Submit Your Work
Security
Internet
Privacy and Surveillance
Wednesday, January 13, 2021

SolarWinds Attack and its implication for U.S. Security: Sabotage or espionage?

This article is by
Vaishnavi Krishna Mohan
Vaishnavi Krishna Mohan
North America

Share this article
Download as PDF
Cite this Article

Article Contributor(s)

Vaishnavi Krishna Mohan

Article Title

SolarWinds Attack and its implication for U.S. Security: Sabotage or espionage?

Publisher

Global Views 360

Publication Date

January 13, 2021

URL

SolarWinds office in Texas

SolarWinds office in Texas | Source: Glassdoor

SolarWinds, a publicly listed Texas-based company with a value of more than $6 billion, has a very reputed customer list including multiple U.S. government agencies. The company develops softwares for businesses and agencies to help manage and monitor their networks, systems and  IT infrastructure. The company is a service provider to over 425 of the Fortune 500 companies, top 5 U.S. accounting firms, all major U.S. telecom providers, the U.S. treasury, several global universities and educational institutions, the NSA and the White House.

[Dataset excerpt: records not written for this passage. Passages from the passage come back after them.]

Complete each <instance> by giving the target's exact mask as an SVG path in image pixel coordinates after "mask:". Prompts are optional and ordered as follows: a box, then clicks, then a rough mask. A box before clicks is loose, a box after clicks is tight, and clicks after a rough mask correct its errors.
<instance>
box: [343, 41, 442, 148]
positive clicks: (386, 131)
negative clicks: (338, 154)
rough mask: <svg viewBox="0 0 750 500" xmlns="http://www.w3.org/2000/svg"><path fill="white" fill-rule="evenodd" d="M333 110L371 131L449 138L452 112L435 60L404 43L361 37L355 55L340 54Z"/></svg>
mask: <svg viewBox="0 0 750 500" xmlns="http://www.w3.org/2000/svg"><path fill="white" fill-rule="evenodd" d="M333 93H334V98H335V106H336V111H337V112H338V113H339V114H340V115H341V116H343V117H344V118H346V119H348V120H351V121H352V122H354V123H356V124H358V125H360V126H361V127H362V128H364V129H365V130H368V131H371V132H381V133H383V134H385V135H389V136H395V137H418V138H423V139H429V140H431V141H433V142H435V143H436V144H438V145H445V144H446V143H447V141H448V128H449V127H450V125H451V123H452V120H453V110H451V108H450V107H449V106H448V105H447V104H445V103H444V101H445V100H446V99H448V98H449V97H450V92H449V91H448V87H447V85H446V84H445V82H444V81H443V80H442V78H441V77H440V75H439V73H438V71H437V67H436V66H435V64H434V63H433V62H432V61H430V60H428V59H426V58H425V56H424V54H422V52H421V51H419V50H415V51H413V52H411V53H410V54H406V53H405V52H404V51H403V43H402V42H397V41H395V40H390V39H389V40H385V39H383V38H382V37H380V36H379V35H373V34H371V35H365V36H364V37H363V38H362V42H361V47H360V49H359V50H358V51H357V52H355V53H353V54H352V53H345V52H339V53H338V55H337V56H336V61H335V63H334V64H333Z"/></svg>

A set of hackers managed to sneak a malicious code into the software update of SolarWinds for a tool called “Orion”. Earlier, in 2020, the hackers had injected malware into the updates of Orion which were released between March and June of 2020. On 5th of Jan, 2021, the Federal Bureau of Investigation (FBI), Cybersecurity and Infrastructure security Agency (CISA), the Office of the director of National Intelligence (ODNI) and the National Security Agency (NSA) made an official joint statement stating, "an Advanced Persistent Threat (APT) actor, likely Russian in origin, is responsible for most or all of the recently discovered, ongoing cyber compromises of both government and non-governmental networks". U.S. government agencies like The Pentagon, National institute of Health, FBI, DHS, the Department of Energy and the Department of Veterans affairs were some significant users of Orion. In fact, in August 2020, the Department of Veterans affairs renewed its Orion license in a 2.8-million-dollar order. The Department of Veterans affairs has been heavily involved in COVID-19 relief.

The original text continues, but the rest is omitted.